Auburn head coach Gus Malzahn explained on Monday what the planning has been like for himself and his staff as they await word on the plan going forward. Even though he and countless coaches across the country find themselves in a holding pattern, that doesn’t mean he and his assistants aren’t building a game plan for the road ahead.
“What we’ve done is come up with four scenarios: June 1, June 15, July 1 and July 15. We have those four scenarios ready to go. If we’re told tomorrow we’re going to start at this time, we’ll have those ready,” Malzahn said. “At the same time, we’ll need to adjust. We’ll see what kind of shape the guys come in and how much time they need with (strength and conditioning director Ryan) Russell before we can even start some type of on-field things.
“I think more than anything you’ve got to be flexible, and you have to play what-if. The teams that are organized and most efficient and come back in the best shape, I think there’s an opportunity to get an advantage in those areas.”
Malzahn said one of the many challenges in the current situation is players maintaining and adding body mass, which is generally one of the major focuses of the spring and summer. He explained all the players are in different situations at home as far as the equipment they have on site, so a lot of the exercises they’ve been given are body weight-related like planks or push-ups.

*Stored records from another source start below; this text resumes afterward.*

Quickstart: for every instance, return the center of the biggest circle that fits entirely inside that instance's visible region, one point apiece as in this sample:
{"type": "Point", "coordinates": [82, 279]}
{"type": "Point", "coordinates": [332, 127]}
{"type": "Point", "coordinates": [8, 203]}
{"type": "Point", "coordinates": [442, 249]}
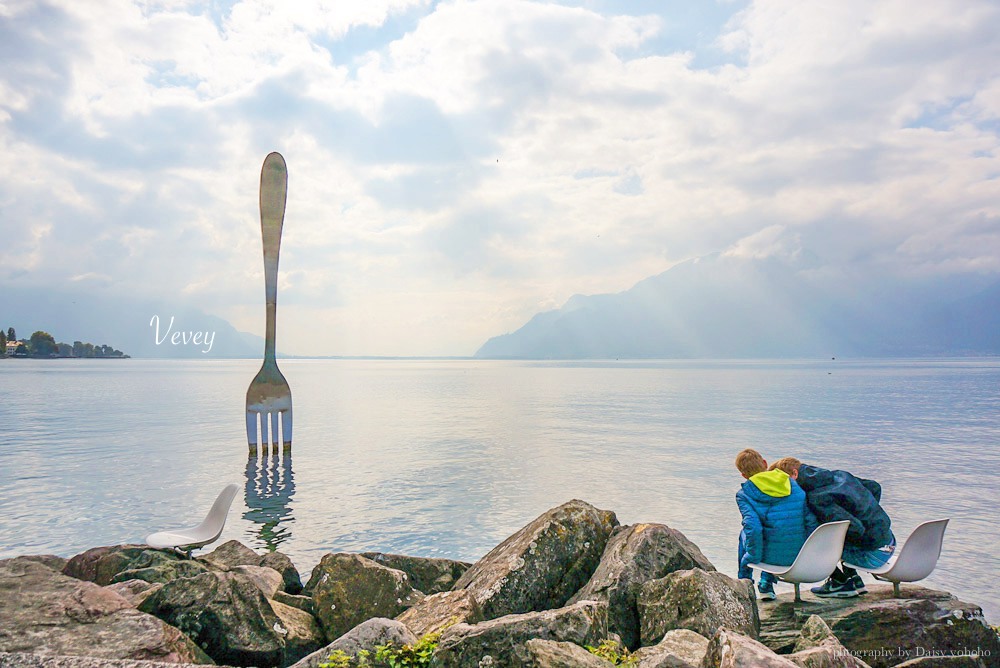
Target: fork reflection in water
{"type": "Point", "coordinates": [270, 485]}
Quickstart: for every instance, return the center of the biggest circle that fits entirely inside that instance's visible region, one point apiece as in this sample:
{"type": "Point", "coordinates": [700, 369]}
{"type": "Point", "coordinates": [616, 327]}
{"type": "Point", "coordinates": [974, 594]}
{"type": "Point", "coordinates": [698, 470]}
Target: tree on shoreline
{"type": "Point", "coordinates": [43, 344]}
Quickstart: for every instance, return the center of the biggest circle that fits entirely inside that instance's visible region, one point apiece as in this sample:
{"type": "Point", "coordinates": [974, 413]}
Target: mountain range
{"type": "Point", "coordinates": [725, 306]}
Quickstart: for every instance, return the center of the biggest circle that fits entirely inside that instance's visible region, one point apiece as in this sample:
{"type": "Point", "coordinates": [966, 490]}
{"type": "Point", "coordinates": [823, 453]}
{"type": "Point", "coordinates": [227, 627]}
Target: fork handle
{"type": "Point", "coordinates": [273, 189]}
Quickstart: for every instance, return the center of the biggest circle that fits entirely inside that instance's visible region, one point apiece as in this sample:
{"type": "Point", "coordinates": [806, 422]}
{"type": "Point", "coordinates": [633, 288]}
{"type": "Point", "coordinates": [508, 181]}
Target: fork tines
{"type": "Point", "coordinates": [267, 430]}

Malzahn stressed the most important goal for his players is to come back in running shape, as it will ensure the team isn’t playing catch-up when things pick back up.

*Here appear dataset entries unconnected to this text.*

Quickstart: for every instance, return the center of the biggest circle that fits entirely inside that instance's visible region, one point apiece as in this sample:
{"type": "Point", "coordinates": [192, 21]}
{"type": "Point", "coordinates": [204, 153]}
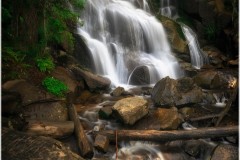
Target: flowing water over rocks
{"type": "Point", "coordinates": [122, 38]}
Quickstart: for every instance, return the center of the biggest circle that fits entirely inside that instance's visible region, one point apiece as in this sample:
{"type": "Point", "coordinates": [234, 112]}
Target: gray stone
{"type": "Point", "coordinates": [168, 92]}
{"type": "Point", "coordinates": [105, 112]}
{"type": "Point", "coordinates": [101, 143]}
{"type": "Point", "coordinates": [117, 91]}
{"type": "Point", "coordinates": [130, 110]}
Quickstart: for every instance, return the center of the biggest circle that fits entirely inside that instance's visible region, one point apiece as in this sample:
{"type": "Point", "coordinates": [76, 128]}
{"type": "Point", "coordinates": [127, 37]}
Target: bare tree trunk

“I really believe that the team that comes back in the best shape is going to have a big advantage,” Malzahn said. “We’re just challenging our guys that when everybody comes back — I assume everybody will come back together at the same time — the team that’s in the best running and physical shape I think is going to have an advantage because they can start practice a little earlier or quicker or be more efficient.”
This time of year is also important for recruiting, which has led to some innovations to make sure prospects get a feel for the Auburn program.

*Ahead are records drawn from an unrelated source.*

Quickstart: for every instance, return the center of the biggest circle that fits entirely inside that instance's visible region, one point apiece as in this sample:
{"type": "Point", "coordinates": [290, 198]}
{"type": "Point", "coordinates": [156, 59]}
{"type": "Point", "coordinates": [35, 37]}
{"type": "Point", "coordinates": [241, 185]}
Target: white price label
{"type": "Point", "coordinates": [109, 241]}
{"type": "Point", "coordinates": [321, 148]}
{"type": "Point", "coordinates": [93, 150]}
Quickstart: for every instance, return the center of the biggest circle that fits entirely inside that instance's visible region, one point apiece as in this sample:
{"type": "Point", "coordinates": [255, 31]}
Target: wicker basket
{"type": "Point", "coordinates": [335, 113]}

Malzahn said the coaches have been video calling recruits in an effort to see them face-to-face and begin building relationships that can help convince them to come to Auburn. He explained that they’ve been sure to show the recruits certain aspects of the program through those video calls, all the while waiting for the go-ahead for campus visits to resume.
Malzahn said the staff is hopeful about eventually hosting its annual Big Cat Weekend for recruits in whatever scenario plays out.
“It’s all the different what-ifs,” Malzahn said about recruiting. “I assume once they make a call on what days we can come back and what days we can start recruiting, the teams that get them on campus first are going to have the advantage.”
Malzahn said he doesn’t have a feel for the time frame of when the team’s normal activities will resume, explaining that he is hoping to get some direction on that in the next two weeks.
Malzahn, who is nearing his eighth season as Auburn head coach, is one of many in college football who are used to calling the shots but are now watching and waiting until things begin their return to normal.
“You’ve seen things change daily and things change weekly,” Malzahn said. “You see some states are opening up a little bit more, but I assume once the NCAA makes a call it will be across the board. I’m patiently waiting.”